Nazis or Spanish Armada, It's the Same Message
15 October 1999
Note the date this was made..1937. What a shot in the arm for a people about to fight for their survival....AGAIN. The lines that effectively say "Loved I you, loved I not England more" spoken by Olivier speak for all the Brits that would soon have to turn their backs on a gentle home life. Today we are not faced with that decision and it seems amazing that a human being would have to lay down his life for his country. As Vivien Leigh pleads with her lover (later to be her husband) to remember 'all the sunsets we could see together", you know that she is speaking to the audience of that time in a visceral manner.

Quaintly anachronistic, and let's pray it stays that way.
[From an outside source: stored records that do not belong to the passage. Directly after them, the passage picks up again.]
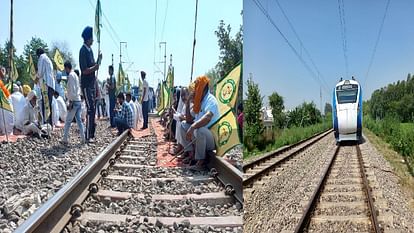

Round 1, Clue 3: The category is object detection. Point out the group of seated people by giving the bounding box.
[0,64,86,137]
[161,76,220,170]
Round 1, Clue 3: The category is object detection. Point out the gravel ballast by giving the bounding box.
[0,121,115,232]
[243,134,335,232]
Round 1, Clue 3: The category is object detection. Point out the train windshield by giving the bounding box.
[336,84,358,104]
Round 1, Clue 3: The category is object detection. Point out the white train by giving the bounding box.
[332,77,362,142]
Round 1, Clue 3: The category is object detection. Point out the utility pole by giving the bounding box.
[119,41,127,64]
[319,86,324,115]
[160,41,167,78]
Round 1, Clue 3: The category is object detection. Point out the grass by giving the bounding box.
[243,122,332,160]
[363,127,414,210]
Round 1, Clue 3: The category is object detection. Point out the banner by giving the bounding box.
[215,63,241,113]
[26,54,36,80]
[210,110,240,156]
[53,48,65,71]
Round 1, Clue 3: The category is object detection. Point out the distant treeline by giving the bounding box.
[364,74,414,123]
[363,74,414,175]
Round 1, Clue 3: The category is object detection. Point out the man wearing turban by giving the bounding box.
[79,26,102,142]
[180,76,220,169]
[16,91,47,138]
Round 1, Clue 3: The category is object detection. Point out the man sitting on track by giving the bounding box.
[170,87,194,159]
[114,92,134,136]
[180,76,220,170]
[17,91,48,138]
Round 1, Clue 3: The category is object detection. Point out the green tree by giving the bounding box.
[214,20,243,106]
[49,41,76,69]
[269,92,285,129]
[23,37,49,69]
[243,78,265,150]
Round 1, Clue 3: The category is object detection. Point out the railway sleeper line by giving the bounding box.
[294,145,393,232]
[16,124,243,232]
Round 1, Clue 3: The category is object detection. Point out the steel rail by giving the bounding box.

To watch Raymond Massey play the king of Spain and James Mason play the English 'spy' Vane is worth the price of the movie itself. Logic rears its ugly head, of course, or illogic: Five Englishmen are identified as traitors by Olivier and what happens? Elisabeth puts them under his command to fight off the Spanish Armada. Didn't she ever hear of fragging?

As the English ships are set ablaze and sailed into the Armada, it makes me long for a history book to find out what actually happened. I thought the weather broke the Spanish Armada up before it reached English shores off the coast of Ireland....accounting for the 'black Irish', descendants from those sailors who made it ashore.

Nonetheless, to watch the Lord and Lady of the English stage appear together while their love was young (and both were married to others) is fascinating.

You think you're watching Elisabeth Taylor half the time, with those big expressive eyes. Olivier also sings and plays a lute. His singing voice isn't bad atall, and is he handsome!!!!

When he plays his acrobatic ship and sword fighting tricks, you'll think of Errol Flynn and long for the movie to be colorized. How easy it would be with today's technology to color these wonderful old movies in gorgeous realistic color. And the mood would be enhanced, not destroyed as it might were it a film noir.

When Queen Elisabeth (the first one) says, "I'm only a woman", you'll burst out laughing.....she who made England was 'only a woman'. See it.

So 'Fire over England' was a propaganda film. Fine. I loved it.